Monday 15 April 2013

Anxiety

It's the last week of CreComm, and I'm waiting for the last day. Anxiously waiting. I choose to use the word "anxious" because I find it's the most accurate description.

I suffered anxiety when I was young, but it all went away eventually.

It came back.

CreComm is a difficult course, and when the work load began to add up, my anxiety returned. I was terrible at time management (attending school full-time and working over 30 hours a week) and began to lack interest. What was the point?

October 2012 was when it started up again. I was in a bad place when it came to my five year relationship, school was overwhelming, and I couldn't find time for me. I couldn't relax.

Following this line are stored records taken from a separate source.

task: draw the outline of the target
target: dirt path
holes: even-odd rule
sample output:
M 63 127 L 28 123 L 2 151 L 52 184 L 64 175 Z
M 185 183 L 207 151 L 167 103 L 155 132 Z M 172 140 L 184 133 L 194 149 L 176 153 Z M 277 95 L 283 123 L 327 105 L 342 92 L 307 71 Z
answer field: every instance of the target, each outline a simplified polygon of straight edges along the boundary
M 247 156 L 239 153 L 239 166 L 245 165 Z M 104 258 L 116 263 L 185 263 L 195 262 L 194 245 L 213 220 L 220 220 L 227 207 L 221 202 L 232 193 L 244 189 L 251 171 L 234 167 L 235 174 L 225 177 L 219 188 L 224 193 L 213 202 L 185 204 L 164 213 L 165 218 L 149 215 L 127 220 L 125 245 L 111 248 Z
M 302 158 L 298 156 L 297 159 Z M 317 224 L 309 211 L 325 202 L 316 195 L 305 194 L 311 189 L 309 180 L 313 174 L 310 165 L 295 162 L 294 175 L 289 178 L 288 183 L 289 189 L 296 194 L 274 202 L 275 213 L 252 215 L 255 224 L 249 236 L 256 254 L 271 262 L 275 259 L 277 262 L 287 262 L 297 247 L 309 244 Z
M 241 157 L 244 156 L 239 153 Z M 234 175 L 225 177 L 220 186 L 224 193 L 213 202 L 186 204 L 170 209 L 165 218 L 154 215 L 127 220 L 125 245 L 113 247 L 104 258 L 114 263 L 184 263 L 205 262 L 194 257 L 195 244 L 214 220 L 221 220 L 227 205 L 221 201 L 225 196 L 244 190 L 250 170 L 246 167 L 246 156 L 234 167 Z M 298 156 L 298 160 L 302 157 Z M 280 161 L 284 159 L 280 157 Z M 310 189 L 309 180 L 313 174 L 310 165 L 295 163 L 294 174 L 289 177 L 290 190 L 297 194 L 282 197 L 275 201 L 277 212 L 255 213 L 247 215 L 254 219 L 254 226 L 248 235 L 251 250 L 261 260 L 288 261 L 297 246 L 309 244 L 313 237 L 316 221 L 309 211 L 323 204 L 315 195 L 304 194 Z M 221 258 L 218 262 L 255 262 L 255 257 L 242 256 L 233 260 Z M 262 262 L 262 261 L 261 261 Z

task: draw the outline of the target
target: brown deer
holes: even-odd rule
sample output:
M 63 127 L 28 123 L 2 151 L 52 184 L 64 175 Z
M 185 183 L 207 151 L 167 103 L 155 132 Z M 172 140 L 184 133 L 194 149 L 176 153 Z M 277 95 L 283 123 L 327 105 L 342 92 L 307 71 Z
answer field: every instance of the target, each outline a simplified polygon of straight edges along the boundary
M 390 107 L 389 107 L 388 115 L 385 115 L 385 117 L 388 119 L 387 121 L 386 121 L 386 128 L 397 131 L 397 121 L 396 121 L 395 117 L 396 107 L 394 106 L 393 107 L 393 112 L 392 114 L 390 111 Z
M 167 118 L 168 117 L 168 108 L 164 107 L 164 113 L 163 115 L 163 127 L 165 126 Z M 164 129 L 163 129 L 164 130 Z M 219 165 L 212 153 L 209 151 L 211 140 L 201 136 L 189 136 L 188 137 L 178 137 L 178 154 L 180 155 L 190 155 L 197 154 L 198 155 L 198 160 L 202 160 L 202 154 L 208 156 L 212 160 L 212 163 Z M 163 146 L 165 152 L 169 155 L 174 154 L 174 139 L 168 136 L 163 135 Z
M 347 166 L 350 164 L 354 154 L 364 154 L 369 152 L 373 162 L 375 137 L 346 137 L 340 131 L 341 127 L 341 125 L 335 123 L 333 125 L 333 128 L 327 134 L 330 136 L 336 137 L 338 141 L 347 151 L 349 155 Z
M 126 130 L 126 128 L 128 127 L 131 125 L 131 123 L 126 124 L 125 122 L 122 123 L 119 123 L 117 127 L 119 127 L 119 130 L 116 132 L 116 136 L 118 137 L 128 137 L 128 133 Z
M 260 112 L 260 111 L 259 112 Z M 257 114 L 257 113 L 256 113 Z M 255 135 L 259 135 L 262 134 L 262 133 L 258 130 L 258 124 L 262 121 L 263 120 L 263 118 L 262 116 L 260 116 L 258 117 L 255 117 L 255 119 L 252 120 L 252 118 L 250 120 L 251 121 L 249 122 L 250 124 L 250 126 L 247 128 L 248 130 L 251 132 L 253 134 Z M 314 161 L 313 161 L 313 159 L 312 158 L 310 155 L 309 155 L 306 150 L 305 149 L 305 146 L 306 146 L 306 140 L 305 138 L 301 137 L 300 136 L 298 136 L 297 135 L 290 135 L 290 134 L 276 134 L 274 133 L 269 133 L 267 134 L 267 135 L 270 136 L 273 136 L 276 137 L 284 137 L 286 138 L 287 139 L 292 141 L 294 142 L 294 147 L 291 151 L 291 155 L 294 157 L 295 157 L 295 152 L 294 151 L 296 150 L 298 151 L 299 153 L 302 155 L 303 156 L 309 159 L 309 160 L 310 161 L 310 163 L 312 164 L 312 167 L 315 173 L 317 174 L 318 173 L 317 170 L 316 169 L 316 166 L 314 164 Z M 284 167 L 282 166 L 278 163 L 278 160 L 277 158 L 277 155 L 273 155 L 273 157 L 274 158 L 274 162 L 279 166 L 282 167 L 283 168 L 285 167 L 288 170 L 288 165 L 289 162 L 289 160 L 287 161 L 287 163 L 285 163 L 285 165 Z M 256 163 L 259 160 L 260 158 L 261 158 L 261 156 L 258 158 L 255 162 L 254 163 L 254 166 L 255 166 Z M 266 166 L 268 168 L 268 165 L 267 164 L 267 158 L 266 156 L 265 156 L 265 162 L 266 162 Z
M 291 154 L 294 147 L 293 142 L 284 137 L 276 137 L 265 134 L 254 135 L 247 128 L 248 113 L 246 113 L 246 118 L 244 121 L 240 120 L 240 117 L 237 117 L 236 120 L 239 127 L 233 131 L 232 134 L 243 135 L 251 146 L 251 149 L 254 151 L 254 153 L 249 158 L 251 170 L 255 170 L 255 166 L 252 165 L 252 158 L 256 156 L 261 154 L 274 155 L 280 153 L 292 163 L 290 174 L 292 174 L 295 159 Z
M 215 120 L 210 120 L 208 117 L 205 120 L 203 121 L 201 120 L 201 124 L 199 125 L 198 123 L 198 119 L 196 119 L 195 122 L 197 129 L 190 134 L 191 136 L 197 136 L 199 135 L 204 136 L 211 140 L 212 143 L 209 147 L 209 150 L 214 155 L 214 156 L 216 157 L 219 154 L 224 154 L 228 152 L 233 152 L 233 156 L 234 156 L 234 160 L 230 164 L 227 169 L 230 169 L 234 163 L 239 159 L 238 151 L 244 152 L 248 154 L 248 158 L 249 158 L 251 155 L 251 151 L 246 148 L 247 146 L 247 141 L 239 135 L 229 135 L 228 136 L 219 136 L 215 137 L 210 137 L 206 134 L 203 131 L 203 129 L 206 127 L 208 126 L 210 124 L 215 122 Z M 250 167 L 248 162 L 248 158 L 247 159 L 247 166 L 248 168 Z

I wasn't eating much, and was constantly dehydrated. I got extremely shaky, my heart was beating so hard at times.

One day in October I was about to start my shift. I remember holding a coffee cup in the back at the staff table, talking to a fellow employee. I don't recall what we were talking about, but what I do remember, is everything going black and hearing a smash.

I passed out.

Ever since, it has been back. Not to the point of passing out. But where I psych myself out, my make my anxiety worse and worse. I've tried different ways of dealing with it, but I don't think that I took seriously enough.

Thus, I'm looking forward for the end of the semester where I can stop and think. I'm sure that doing things for me that will change my thoughts to a positive.

1. Water.
2. Proper nutrition.
3. Exercise.

An anxiety attack started a couple hours ago, and just by writing about it, I have found that it helps a bit. Talking about it is important.

Things are looking up, and I know I have the will to change all of this.